QuoteKG is a multilingual knowledge graph of quotations from well-known figures. It contains nearly one million quotations from nearly 70,000 individuals in 55 languages. The QuoteKG creation pipeline extracts quotations from Wikiquote, a free and collaboratively created collection of quotations in many languages, and aligns different mentions of the same quotation. It also makes use of sentiment analysis.
The MLM (Multiple Languages and Modalities) dataset is a resource for training and evaluating multi-task systems on samples in multiple modalities and three languages. The dataset is designed for researchers and developers who build applications that perform multiple tasks on data encountered on the web and in digital archives. A second version of MLM provides a geo-representative subset of the data with weighted samples for countries of the European Union.

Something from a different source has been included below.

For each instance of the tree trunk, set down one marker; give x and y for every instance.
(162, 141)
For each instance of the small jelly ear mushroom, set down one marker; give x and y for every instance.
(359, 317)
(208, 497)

TIME is a web application that allows multiple visual analyses of pre-defined cross-lingual datasets, in this case concerned with the legacy of the London and Rio Olympics and with Euroscepticism. It offers:
- headline statistics for all of the datasets included;
- a view of the most frequently appearing words and other connected information;
- a presentation of contextual links and important tags;
- cross-lingual analysis of information propagation in the form of news articles over time;
- propagation analysis showing how information spreads and how communities are generated in cross-lingual settings.
Geolocation-based Wiki, Image, News and Events Retrieval (GeoWINE) consists of five modules for retrieving related information from various sources. The first module is a state-of-the-art model for geolocation estimation of images, while the second performs a geospatial-based query for entity retrieval using the Wikidata knowledge graph. The third module exploits four different image embedding representations, which are used to retrieve the most similar entities compared to the input image. The embeddings are derived from the tasks of geolocation estimation, place recognition, ImageNet-based image classification, and their combination. The last two modules perform news and event retrieval from EventRegistry and the Open Event Knowledge Graph (OEKG).
The MIDAS demonstrator parses data from Wikipedia corpora in multiple languages, extracts named entities through hyperlinks, and aligns them with entity classes from DBpedia. This generates a named entity corpus with DBpedia class annotations which is then translated to a new complex tagging hierarchy, UNER. The final objective is to train models on recognizing and tagging named entities with a multi-tiered tagging hierarchy. This will lead to a Named Entity dataset creation workflow which works for languages covered by both Wikipedia and DBpedia, including under-resourced languages.
Latvian Twitter Sentiment Classifier http://cleopatra.ijs.si/sentimentanalyzer/demo
The demonstrator presents various pre-training strategies that aid in improving the accuracy of the sentiment classification task. Language representation models are pre-trained using these strategies and they are then fine-tuned on the downstream task. Experimental results on a time-balanced tweet evaluation set show an improvement over previous techniques, delivering 76% accuracy for sentiment analysis on Latvian tweets.